Der Beklagte behauptet, ihm sei nicht bewusst gewesen, dass er im Falle einer Zwangsversteigerung mit seiner Grundschuld ausfallen würde, da ihm die Valuta der vorrangigen Grundschulden nicht bekannt gewesen sei. Die Abgabe der Löschungsbewilligung sei durch eine ausdrückliche Zahlungsankündigung des Zeugen T bewirkt worden. Am 02.06.2015 habe der Zeuge T ihm gegenüber erklärt, dass er das Haus verkauft habe und die Darlehensschuld abgelöst werde. Der Zeuge T habe sondiert, ob er 60.000 EUR sofort und 40.000 EUR in naher Zukunft zahlen könne unter Hingabe belastbarer Sicherheiten, nämlich einer Lebensversicherung. Allerdings habe der Zeuge T weder 60.000 EUR noch eine werthaltige Lebensversicherung gehabt. Durch die ausdrückliche Zahlungsankündigung habe der Zeuge T die Übergabe der Löschungsbewilligung bewirkt. Die Zustimmungserklärung vom 03.06.2015 habe sich nur auf die Löschungsbewilligung bezogen, nicht auf die Grundschuld selbst, sie sei auch nicht auflagenfrei erteilt worden. Am 03.06.2015 habe er, der Beklagte, gegenüber dem Notar angekündigt, dass die Grundschuldurkunde erst nach vollständiger Zahlung des Darlehensbetrags oder einer Abwicklung wie von dem Zeugen T am Tag zuvor sondiert herausgegeben werde.

Der Beklagte ist der Ansicht, dass der Kaufvertrag nichtig sei, da, so behauptet er, die Kläger und der Streithelfer einen schwerwiegenden Verstoß begangen hätten mit der Zielrichtung, ihn, den Beklagten, zu schädigen. Zudem seien die Kläger nicht aktivlegitimiert, da keine vertraglichen Beziehungen zum Beklagten, sondern nur zum Zeugen T bestehen würden.

Entscheidungsgründe

Die zulässige Klage ist hinsichtlich des Hauptantrags unbegründet, hinsichtlich des Hilfsantrags allerdings begründet.

I.

Die Kläger haben gegen den Beklagten keinen Anspruch auf Vorlage des streitgegenständlichen Grundschuldbriefs beim Grundbuchamt Münster (Hauptantrag).

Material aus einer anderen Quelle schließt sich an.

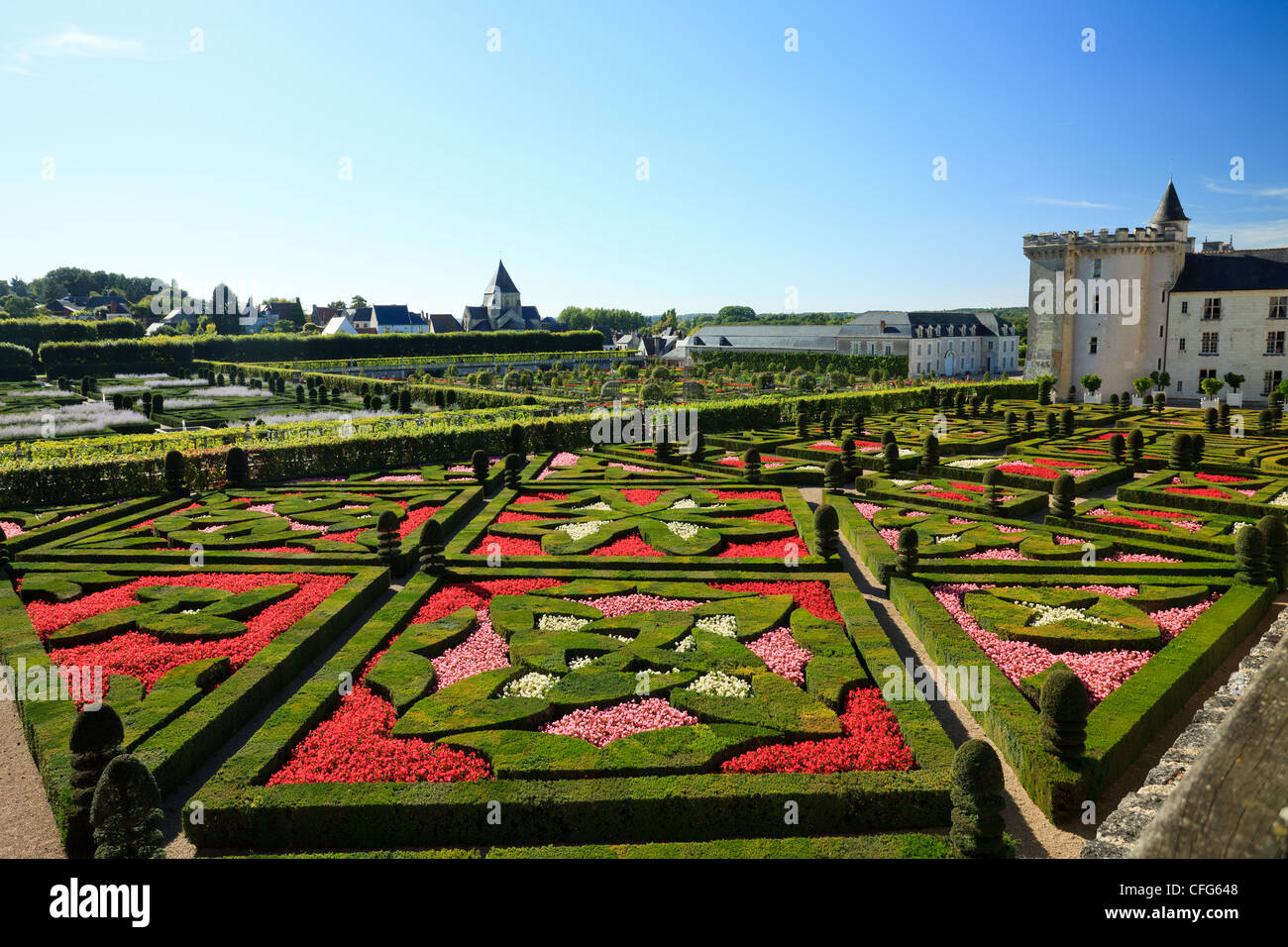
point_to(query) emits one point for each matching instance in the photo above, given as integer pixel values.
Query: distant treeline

Ein solcher Anspruch folgt insbesondere nicht aus § 896 BGB.

Der Vorlageanspruch aus § 896 BGB setzt voraus, dass der Anspruchsteller Inhaber eines Grundbuchberichtigungsanspruchs gem. § 894 BGB ist (s. etwa Eckert, in: BeckOK/BGB, Stand 01.11.2017, § 896 Rn. 2). Ein Grundbuchberichtigungsanspruch aus § 894 BGB besteht nur dann, wenn der Inhalt des Grundbuchs in Ansehung eines Rechts an dem Grundstück mit der wirklichen Rechtslage nicht im Einklang steht. Voraussetzung ist also, dass das Grundbuch die bestehende dingliche Rechtslage nicht richtig wiedergibt, wobei das Bestehen eines bloß schuldrechtlichen Anspruchs auf Herstellung des einzutragenden Zustands nicht zur Unrichtigkeit des Grundbuchs führt (s. etwa BGH NJOZ 2010, 2217, 2218).

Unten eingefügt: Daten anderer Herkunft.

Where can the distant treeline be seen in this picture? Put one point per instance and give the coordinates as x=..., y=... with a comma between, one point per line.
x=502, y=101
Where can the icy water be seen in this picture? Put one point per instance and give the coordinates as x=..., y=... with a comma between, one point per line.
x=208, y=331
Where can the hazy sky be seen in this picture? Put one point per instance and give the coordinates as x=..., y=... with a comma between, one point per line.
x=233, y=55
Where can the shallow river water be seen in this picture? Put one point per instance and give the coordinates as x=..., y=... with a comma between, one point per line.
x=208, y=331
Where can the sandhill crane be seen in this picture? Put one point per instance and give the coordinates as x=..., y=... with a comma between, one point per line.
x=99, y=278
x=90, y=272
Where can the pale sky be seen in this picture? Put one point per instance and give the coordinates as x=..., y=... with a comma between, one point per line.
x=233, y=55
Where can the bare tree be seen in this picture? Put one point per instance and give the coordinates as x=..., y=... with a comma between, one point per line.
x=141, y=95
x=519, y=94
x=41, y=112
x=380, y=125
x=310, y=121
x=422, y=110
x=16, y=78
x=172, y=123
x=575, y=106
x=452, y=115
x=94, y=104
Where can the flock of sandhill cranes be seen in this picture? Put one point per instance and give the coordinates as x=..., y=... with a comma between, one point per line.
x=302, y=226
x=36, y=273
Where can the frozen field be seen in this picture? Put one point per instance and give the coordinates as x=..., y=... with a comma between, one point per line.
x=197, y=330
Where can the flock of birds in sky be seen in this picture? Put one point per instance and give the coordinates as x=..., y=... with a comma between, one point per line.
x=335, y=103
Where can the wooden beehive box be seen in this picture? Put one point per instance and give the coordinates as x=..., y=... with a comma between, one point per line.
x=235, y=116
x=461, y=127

Die Kläger können keinen Grundbuchberichtigungsanspruch geltend machen, da das Grundbuch im Hinblick auf die dort nach wie vor eingetragene Grundschuld des Beklagten nicht unrichtig ist. Insbesondere hat der Beklagte nicht wirksam auf die Grundschuld verzichtet, was gem. §§ 1192 Abs. 1, 1168 Abs. 1 BGB zur Folge gehabt hätte, dass sie auf den Eigentümer übergegangen wäre. Unabhängig davon, ob der Beklagte überhaupt eine Verzichtserklärung abgegeben hat, bedarf der Verzicht gem. § 1168 Abs. 2 S. 1 BGB der Eintragung in das Grundbuch. Ohne Eintragung in das Grundbuch bleibt der Verzicht wirkungslos (s. etwa BayObLG NJW-RR 1999, 506, 507). Unstreitig wurde eine solche rechtsändernde Eintragung – Voraussetzung für die anschließende Berichtigung des Grundbuchs durch Umschreibung der Grundschuld auf den Eigentümer – weder bewilligt noch beantragt oder gar eingetragen.

II.

Die Kläger haben jedoch einen Anspruch gegen den Beklagten auf Herausgabe des Grundschuldbriefs (Hilfsantrag).

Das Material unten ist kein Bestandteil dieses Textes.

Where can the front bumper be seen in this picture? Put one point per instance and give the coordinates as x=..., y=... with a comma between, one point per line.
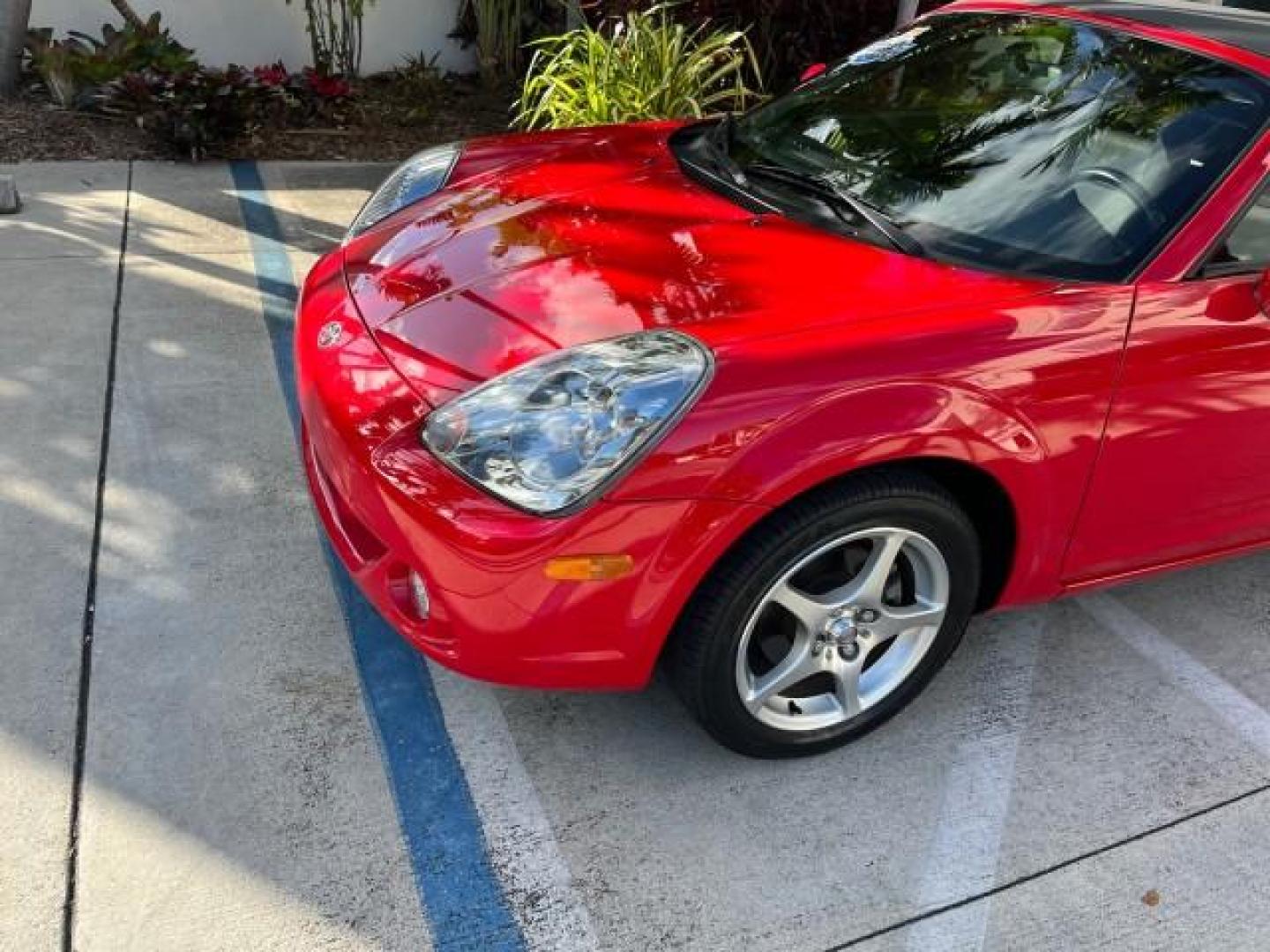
x=390, y=508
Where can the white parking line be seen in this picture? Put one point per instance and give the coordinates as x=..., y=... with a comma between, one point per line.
x=522, y=847
x=963, y=854
x=1244, y=715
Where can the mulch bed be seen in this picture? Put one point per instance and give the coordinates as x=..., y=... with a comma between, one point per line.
x=378, y=130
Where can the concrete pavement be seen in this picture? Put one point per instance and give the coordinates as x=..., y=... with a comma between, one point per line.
x=1087, y=775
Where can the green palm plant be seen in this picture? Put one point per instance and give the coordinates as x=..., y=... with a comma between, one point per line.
x=643, y=66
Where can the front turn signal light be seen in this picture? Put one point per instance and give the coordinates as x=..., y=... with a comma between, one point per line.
x=589, y=568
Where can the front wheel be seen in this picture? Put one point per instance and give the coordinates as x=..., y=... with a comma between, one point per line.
x=830, y=617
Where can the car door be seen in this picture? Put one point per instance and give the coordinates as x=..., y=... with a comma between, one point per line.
x=1185, y=465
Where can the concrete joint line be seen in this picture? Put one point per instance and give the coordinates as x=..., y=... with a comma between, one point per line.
x=1056, y=867
x=1240, y=712
x=86, y=678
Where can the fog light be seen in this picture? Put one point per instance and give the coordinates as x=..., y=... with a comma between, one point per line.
x=419, y=593
x=589, y=568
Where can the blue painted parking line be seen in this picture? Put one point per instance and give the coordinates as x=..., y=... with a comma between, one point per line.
x=460, y=891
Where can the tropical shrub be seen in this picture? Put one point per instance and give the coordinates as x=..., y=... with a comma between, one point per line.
x=199, y=108
x=75, y=68
x=196, y=111
x=335, y=34
x=641, y=66
x=788, y=34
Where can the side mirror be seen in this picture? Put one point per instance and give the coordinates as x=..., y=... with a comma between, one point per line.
x=811, y=72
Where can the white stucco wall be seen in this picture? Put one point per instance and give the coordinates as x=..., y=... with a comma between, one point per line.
x=253, y=32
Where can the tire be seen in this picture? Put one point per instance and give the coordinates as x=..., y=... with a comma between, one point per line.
x=811, y=591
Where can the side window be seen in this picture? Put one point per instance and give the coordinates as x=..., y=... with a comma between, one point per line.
x=1247, y=245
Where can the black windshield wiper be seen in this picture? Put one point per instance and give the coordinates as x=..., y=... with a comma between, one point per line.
x=837, y=198
x=721, y=146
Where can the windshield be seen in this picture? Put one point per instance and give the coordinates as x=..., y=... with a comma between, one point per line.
x=1015, y=143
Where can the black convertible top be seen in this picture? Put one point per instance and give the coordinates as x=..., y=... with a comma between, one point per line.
x=1243, y=23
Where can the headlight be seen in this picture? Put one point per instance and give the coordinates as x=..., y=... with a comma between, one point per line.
x=550, y=435
x=415, y=178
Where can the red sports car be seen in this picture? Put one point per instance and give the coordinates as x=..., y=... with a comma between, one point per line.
x=975, y=317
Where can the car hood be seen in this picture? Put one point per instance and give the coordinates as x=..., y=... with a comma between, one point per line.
x=549, y=242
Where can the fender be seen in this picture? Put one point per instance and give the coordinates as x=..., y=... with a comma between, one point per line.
x=1021, y=395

1. Ein solcher Anspruch folgt allerdings zunächst nicht aus § 985 BGB. Denn die Kläger sind nicht Eigentümer des Grundschuldbriefs. Gem. § 952 Abs. 1 S. 1, Abs. 2 BGB steht das Eigentum an einem Grundschuldbrief dem Inhaber der Grundschuld zu. Inhaber der Grundschuld ist jedoch nach wie vor der Beklagte. Weder hat der Beklagte wirksam dinglich auf die Grundschuld verzichtet, was den Übergang der Grundschuld auf den Eigentümer des Grundstücks zur Folge gehabt hätte, noch hat der Beklagte die Grundschuld wirksam konkludent an die Kläger oder den Zeugen T abgetreten. Dem Parteivortrag lässt sich schon nicht entnehmen, dass der Beklagte mit dem Zeugen T oder den Klägerin eine derartige Abtretungsvereinbarung getroffen hätte. Zudem erfordert §§ 1192 Abs. 1 i.V.m. § 1154 Abs. 1 S. 1 BGB die schriftliche Form der Abtretungserklärung sowie die Übergabe des Grundschuldbriefs. An Beidem fehlt es.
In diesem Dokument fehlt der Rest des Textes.